Namun, pengadilan menolak tuntutan kompensasi dari penggugat, dengan mengatakan bahwa penerimaan sosial terhadap pernikahan sesama jenis memiliki sejarah yang relatif singkat dan oleh karena itu Diet tidak dapat dengan mudah mengakui inkonstitusionalitas pernikahan sesama jenis.
Sebaliknya, Pengadilan Distrik Osaka memutuskan pada bulan Juni tahun ini bahwa “sistem yang ada saat ini mungkin menjadi inkonstitusional di masa depan, karena perubahan kondisi sosial, jika tidak ada tindakan yang diambil mengenai sistem pernikahan sesama jenis.”
Namun, mereka menyimpulkan bahwa sistem yang ada saat ini bersifat konstitusional dengan alasan bahwa sistem tersebut telah memperluas “sistem kemitraan” yang digunakan oleh beberapa pemerintah daerah yang secara terbuka mengakui pasangan sesama jenis, dan bahwa perbedaan manfaat dengan pasangan lawan jenis secara bertahap terjadi. terselesaikan.

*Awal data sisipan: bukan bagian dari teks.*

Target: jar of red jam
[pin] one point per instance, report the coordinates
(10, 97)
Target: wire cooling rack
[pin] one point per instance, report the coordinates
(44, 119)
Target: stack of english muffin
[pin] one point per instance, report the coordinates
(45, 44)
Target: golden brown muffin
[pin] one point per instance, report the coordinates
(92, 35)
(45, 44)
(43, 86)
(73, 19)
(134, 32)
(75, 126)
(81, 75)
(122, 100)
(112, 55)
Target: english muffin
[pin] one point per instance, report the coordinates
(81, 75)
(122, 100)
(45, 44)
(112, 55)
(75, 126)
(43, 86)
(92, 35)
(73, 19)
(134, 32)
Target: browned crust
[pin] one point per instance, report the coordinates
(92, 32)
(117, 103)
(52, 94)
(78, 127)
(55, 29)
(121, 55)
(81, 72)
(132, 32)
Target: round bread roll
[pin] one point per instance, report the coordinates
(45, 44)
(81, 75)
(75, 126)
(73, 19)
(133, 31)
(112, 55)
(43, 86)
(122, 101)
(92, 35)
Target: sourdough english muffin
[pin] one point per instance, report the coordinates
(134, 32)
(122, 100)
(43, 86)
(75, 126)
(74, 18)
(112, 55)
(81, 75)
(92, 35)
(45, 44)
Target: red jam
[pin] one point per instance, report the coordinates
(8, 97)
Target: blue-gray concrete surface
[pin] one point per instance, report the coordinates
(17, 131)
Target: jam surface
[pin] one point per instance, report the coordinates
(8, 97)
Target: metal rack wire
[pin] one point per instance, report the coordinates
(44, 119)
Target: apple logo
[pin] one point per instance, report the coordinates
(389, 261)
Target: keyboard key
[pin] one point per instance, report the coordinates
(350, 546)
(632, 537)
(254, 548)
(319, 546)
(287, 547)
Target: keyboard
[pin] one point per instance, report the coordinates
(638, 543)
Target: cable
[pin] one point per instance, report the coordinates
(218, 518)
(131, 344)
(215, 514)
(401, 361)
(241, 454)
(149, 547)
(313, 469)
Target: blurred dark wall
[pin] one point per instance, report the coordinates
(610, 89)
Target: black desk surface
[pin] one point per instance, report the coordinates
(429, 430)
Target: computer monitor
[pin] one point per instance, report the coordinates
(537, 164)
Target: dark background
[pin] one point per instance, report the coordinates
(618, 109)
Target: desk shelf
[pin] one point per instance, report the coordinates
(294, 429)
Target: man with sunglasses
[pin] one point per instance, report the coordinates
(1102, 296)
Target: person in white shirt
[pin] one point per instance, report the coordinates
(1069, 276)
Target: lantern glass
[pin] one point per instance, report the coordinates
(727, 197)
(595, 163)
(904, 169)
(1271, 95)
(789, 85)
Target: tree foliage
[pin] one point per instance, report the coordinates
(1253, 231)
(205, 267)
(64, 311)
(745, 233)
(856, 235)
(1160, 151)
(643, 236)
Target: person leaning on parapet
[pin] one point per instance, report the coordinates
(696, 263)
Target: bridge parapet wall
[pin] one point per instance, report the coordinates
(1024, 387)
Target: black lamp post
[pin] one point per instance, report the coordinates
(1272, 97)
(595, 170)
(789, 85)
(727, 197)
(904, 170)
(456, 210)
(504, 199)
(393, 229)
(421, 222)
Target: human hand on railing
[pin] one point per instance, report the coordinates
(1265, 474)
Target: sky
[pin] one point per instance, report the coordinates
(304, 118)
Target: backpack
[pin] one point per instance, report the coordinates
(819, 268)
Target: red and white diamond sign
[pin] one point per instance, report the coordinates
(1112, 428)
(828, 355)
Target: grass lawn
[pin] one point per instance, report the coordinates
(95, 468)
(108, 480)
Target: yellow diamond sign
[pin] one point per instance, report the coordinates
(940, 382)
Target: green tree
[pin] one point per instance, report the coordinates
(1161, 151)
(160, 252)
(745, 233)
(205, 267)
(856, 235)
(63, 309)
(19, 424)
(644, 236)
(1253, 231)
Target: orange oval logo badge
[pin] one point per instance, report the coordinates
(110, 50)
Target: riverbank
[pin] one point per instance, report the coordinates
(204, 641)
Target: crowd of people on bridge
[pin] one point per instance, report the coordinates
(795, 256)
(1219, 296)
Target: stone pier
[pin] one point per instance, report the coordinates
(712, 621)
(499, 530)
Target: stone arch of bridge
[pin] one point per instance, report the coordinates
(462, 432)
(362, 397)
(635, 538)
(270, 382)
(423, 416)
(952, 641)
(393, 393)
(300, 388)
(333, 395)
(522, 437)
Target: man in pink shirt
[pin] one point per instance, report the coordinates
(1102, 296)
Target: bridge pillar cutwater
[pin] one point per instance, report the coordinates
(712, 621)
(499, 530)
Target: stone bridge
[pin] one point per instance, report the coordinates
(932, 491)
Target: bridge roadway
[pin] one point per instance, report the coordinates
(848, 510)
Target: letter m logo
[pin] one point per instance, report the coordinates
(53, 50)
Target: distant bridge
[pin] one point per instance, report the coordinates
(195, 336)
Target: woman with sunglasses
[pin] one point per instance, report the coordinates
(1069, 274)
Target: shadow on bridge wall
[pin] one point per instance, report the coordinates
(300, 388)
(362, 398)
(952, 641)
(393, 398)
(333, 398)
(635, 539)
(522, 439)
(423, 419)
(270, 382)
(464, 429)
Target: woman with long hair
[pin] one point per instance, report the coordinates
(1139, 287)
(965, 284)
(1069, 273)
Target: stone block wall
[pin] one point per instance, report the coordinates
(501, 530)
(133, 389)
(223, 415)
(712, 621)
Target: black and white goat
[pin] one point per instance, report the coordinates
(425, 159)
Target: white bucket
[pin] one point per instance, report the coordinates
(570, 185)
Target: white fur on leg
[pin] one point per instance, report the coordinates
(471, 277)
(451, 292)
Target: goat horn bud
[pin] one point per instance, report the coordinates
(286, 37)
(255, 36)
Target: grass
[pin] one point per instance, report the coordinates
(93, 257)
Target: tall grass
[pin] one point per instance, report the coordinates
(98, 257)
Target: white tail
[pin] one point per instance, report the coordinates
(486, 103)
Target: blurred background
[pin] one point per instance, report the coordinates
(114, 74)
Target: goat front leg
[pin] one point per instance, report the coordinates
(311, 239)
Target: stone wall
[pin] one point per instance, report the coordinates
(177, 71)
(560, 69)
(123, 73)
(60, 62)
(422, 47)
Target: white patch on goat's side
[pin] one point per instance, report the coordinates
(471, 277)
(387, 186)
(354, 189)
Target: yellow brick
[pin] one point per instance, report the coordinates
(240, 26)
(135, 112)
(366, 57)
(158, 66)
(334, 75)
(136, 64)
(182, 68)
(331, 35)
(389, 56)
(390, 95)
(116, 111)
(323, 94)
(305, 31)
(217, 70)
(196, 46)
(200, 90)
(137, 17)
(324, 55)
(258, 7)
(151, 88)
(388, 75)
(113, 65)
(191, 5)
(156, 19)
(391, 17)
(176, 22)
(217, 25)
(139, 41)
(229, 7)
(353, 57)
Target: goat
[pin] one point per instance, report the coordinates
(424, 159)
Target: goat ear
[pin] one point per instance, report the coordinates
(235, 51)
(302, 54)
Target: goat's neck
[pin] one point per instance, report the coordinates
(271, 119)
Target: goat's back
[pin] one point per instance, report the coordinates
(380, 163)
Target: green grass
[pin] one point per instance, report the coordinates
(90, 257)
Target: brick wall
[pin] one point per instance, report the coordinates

Pengadilan Distrik Tokyo fokus pada aspek keluarga dan martabat individu. Pengadilan memutuskan: “Menjadi sebuah keluarga dengan pasangan hidup, mendapatkan perlindungan hukum dan diakui oleh masyarakat adalah hal yang penting bagi martabat individu. Hal yang sama berlaku untuk pasangan lawan jenis dan sesama jenis.”